The Vision of the Portland United Methodist Church is "transforming lives, families, and our world through Jesus Christ."
CORE VALUES We value:
1. Full devotion to God through Jesus Christ. Jesus Christ is the head of our church and offers the only means of salvation for our world.
2. The Bible is our authority and guide. The Bible is the inspired Word of God and is the final authority in life and doctrine.
3. People. People matter to God and therefore they matter to us.
4. Healthy families, children and youth. We are committed to supporting and nurturing families and children.
5. Connection. We value connecting people to Christ and one another.
6. Caring Servants. Following the example of Christ we are called to spend our lives in humble service to others.

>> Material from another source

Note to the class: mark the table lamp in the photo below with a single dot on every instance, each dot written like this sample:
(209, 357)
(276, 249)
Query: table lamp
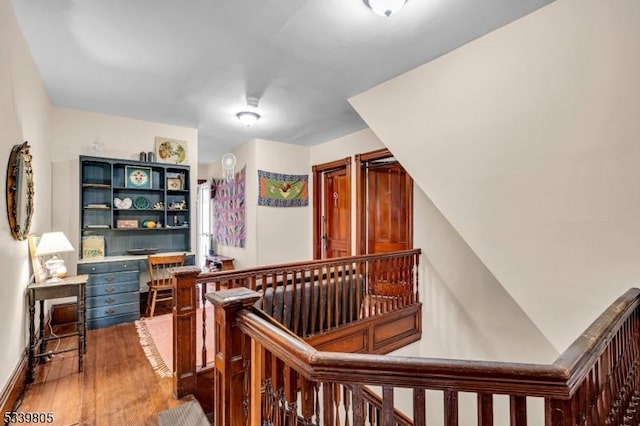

7. Spiritual Growth. The church is committed to developing passionate, fully devoted followers of Jesus Christ.
8. Authentic Relationships. We are committed to developing genuine relationships with others by extending the grace, peace and compassion of Christ to all.
9. Transforming Worship. We value worship that helps people experience God and encourages them to let God transform their lives.
10. Prayer as a priority. Prayer is the key to unleash the power and presence of God in our lives and in the ministry of the church.
The United Methodist Church has a long history of concern for social justice. Its members have often taken forthright positions on controversial issues involving Christian principles. Early Methodists expressed their opposition to the slave trade, to smuggling, and to the cruel treatment of prisoners.
A social creed was adopted by The Methodist Episcopal Church (North) in 1908. Within the next decade similar statements were adopted by The Methodist Episcopal Church, South, and by The Methodist Protestant Church. The Evangelical United Brethren Church adopted a statement of social principles in 1946 at the time of the uniting of the United Brethren and The Evangelical Church. In 1972, four years after the uniting in 1968 of The Methodist Church and The Evangelical United Brethren Church, the General Conference of The United Methodist Church adopted a new statement of Social Principles, which was revised in 1976 (and by each successive General Conference).
The Social Principles are a prayerful and thoughtful effort on the part of the General Conference to speak to the human issues in the contemporary world from a sound biblical and theological foundation as historically demonstrated in United Methodist traditions. They are a call to faithfulness and are intended to be instructive and persuasive in the best of the prophetic spirit; however, they are not church law. The Social Principles are a call to all members of The United Methodist Church to a prayerful, studied dialogue of faith and practice. (See ¶ 509.)